Within the last few months, I've read a plethora of articles and surveys about the various policies & regulations aimed at reducing dependence on Expats and how the local population is unhappy with the excess of Expats in their countries. Some of what I have read makes political and economic sense while the rest just smells of protectionism. Can these countries in the gulf truly be rid of expats considering they rely so much on them to do their cleaning, driving, cooking, banking, construction, IT and I could go on and on and on.

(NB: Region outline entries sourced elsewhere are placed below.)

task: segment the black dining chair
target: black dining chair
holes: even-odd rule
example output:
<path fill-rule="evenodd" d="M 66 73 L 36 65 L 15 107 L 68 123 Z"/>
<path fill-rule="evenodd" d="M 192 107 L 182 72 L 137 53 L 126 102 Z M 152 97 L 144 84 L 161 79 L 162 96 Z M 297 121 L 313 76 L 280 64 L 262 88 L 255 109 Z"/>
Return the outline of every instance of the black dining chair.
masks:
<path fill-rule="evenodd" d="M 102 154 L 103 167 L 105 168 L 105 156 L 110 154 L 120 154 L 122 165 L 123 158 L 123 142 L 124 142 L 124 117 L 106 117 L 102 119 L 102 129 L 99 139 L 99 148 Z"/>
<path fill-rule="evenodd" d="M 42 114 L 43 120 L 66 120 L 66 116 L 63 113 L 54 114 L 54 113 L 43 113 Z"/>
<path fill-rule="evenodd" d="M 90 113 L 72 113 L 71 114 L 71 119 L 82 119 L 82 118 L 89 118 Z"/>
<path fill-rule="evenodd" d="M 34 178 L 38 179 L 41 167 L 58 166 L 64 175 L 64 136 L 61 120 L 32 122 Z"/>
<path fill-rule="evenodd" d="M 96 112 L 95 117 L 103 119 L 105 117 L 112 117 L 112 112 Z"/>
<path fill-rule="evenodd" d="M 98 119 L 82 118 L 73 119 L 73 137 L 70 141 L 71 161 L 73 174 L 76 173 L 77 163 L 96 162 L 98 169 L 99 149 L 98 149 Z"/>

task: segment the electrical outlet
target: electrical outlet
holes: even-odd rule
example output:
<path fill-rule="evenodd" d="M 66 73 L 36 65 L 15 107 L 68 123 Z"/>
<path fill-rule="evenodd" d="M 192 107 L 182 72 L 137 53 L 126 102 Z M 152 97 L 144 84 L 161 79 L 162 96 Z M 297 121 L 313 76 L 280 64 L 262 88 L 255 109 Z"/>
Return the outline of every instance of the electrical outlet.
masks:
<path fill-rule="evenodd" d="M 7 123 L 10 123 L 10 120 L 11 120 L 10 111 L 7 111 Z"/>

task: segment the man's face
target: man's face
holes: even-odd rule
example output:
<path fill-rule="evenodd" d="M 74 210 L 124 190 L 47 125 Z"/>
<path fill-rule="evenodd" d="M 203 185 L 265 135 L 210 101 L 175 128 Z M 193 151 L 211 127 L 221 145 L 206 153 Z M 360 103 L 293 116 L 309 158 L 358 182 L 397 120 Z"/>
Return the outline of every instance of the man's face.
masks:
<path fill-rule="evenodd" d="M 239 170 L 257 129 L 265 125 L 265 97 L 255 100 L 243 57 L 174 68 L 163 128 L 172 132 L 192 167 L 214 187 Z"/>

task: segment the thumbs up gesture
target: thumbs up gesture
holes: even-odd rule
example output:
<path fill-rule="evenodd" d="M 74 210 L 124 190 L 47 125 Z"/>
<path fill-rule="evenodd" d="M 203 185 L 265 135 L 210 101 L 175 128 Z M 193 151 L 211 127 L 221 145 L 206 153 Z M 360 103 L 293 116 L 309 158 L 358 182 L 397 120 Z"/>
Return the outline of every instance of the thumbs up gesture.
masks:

With this sentiment and the events related to the Arab spring, I was just wondering what your thoughts are on these changes. Do any of you think that there will be an impact either in the long run or immediate on opportunities in the region and compensation related to them?.


----------



## Roadworrier (Jul 3, 2012)

ExArab said:


> Hello Everyone.
> 
> Within the last few months, I've read a plethora of articles and surveys about the various policies & regulations aimed at reducing dependence on Expats and how the local population is unhappy with the excess of Expats in their countries. Some of what I have read makes political and economic sense while the rest just smells of protectionism. Can these countries in the gulf truly be rid of expats considering they rely so much on them to do their cleaning, driving, cooking, banking, construction, IT and I could go on and on and on.
> 
> With this sentiment and the events related to the Arab spring, I was just wondering what your thoughts are on these changes. Do any of you think that there will be an impact either in the long run or immediate on opportunities in the region and compensation related to them?.


I think the truth is in the demographics. When a city-state wants to grow to a 2 million plus population in 20 years and its native population is perhaps 150,000, it is highly unlikely (even if all the local families have 10 kids each) you will reach that goal with just a local population. And with the historic reliance on one demographic/set of ethnic groups to provide labor, cook, clean, serve, etc, and another demographic / set of ethnic groups to design, manage, engineer, etc, the expat population isn't going away anytime soon. Not when the rulers and locally-owned real estate/development moguls have built an enormous residential and retail infrastructure that specifically caters to these different expat groups. (i.e., how many locals do you see coming out of your typical apartment building in JBR, the Marina or Barsha??). Abu Dhabi is admittedly a different story (the expat housing is somewhat pushed to the fringes and there are many more locals and a stronger government sector to employ them).

So I think resentment of expats is somewhat disingenuous. Perhaps most likely it is the resentment of expats who think they should be as privileged as locals or who pretend they own the place. Truth is, Dubai without expats would still be a former pearl-diving village with clay houses, barasti-covered roofs, and a shallow, muddy, undredged "creek". Or it would look like the part of RAK near the Oman border where goats, donkeys and cows still walk down the road. :llama:


----------



## vantage (May 10, 2012)

all of the wealthy locals buying multiple apartments / floors in all the new Emaar releases are relying on non-Emiratis to rent them and pay them lots of money........


----------